Mass Customization: The New Frontier in Business Competition
by B. Joseph Pine II
The mass production of standardized goods was the source of America's economic strength for generations and became the model for successful industries. Today, that model is a major cause of the nation's declining competitiveness. As Joe Pine makes clear, innovative companies are embracing a new paradigm of management - mass customization - that allows them to create greater variety and customization in their products and services at competitive prices.
Markets of One: Creating Customer-Unique Value through Mass Customization
Edited by James H. Gilmore and B. Joseph Pine II
Companies that customize their offerings are able to meet the unique needs of individual customers so that nearly everyone can obtain exactly what they want at a reasonable price. It's a paradigm shift away from the one-size-fits-all mass production mindset to viewing each customer as a distinct market of one. This collection of ten "Harvard Business Review" articles chronicles the evolution of business competition as goods and service providers embrace mass customization to efficiently serve customers uniquely.
The Experience Economy, Updated Edition
by B. Joseph Pine II and James H. Gilmore
More than a decade ago, Joe Pine and Jim Gilmore offered businesses a new way to think about connecting with customers and securing their loyalty. As a result, The Experience Economy is now a classic, embraced by readers and companies worldwide and read in more than a dozen languages.And though the world has changed in many ways since then, the idea of staging experiences is now more relevant than ever. Welcome to the new Experience Economy. With this fully updated edition, the authors make an even stronger case that experience is the missing link between a company and its customers.
Authenticity: What Consumers Really Want
By James H. Gilmore and B. Joseph Pine II
Contrived. Disingenuous. Phony. Inauthentic. Do your customers use any of these words to describe what you sell or how you sell it? Inundated by posers and a sense of the phoniness of it all, people increasingly see the world in terms of real or fake. When deciding to buy, they’ll judge an offering (and a company) on its perceived authenticity as much as if not more than price, quality, and availability.
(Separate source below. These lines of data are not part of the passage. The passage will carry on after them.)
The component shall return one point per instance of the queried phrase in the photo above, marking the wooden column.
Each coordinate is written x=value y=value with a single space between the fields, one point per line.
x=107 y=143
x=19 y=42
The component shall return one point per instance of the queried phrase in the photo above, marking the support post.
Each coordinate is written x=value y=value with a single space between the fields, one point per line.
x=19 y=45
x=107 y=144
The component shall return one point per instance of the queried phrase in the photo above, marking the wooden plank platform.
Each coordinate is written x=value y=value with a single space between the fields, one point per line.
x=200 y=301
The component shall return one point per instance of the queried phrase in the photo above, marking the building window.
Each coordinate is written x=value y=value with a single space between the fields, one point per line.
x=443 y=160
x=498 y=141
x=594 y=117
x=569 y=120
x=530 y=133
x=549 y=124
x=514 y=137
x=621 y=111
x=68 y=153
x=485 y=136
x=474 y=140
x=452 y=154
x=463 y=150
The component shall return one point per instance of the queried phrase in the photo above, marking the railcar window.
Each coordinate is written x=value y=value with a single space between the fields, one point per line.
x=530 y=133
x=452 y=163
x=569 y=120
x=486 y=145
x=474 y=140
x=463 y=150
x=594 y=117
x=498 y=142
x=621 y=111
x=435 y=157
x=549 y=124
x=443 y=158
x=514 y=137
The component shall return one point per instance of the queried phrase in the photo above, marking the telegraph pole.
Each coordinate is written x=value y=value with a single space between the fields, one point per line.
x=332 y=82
Named one of TIME Magazine’s “10 Ideas That Are Changing The World”, Authenticity explores what “real” really means for businesses and how companies can approach it both thoughtfully and thoroughly.
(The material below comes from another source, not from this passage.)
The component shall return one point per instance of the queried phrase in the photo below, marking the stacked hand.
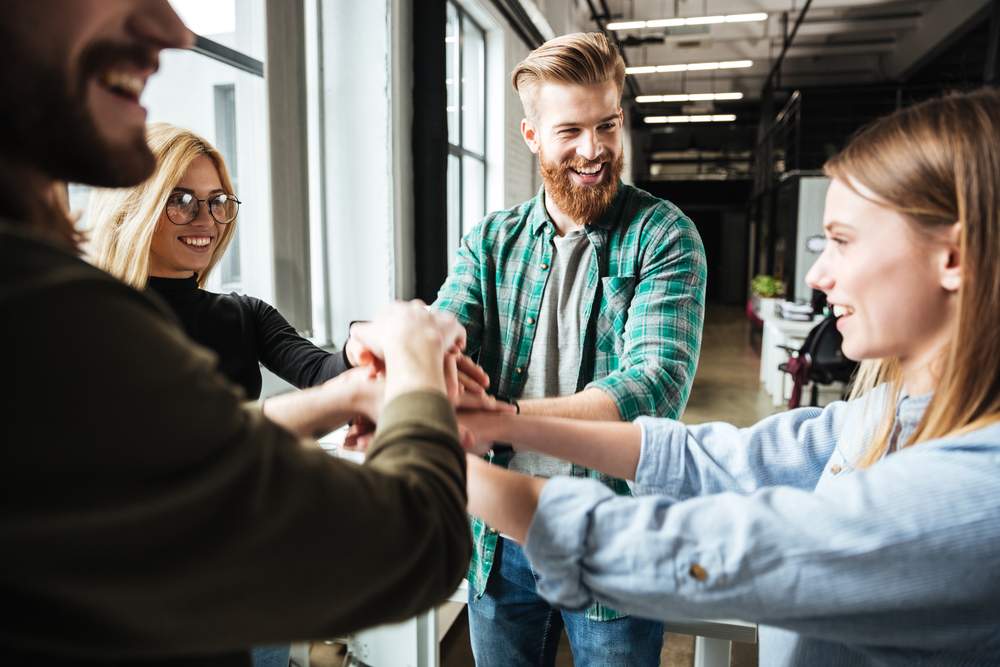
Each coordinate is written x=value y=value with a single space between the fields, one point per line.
x=409 y=347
Infinite Possibility: Creating Customer Value on the Digital Frontier
by B. Joseph Pine II and Kim C. Korn
The Experience Economy identified a seismic shift in the business world: to set yourself apart from your competition, you need to stage experiences—memorable events that engage people in inherently personal ways. But as consumers increasingly experience the world through their digital gadgets, companies have only begun to scratch the surface of technology-infused experiences. In Infinite Possibility, Pine and co-author Kim Korn show businesses how to understand the digital landscape and create innovative offerings that fuse the real and the virtual.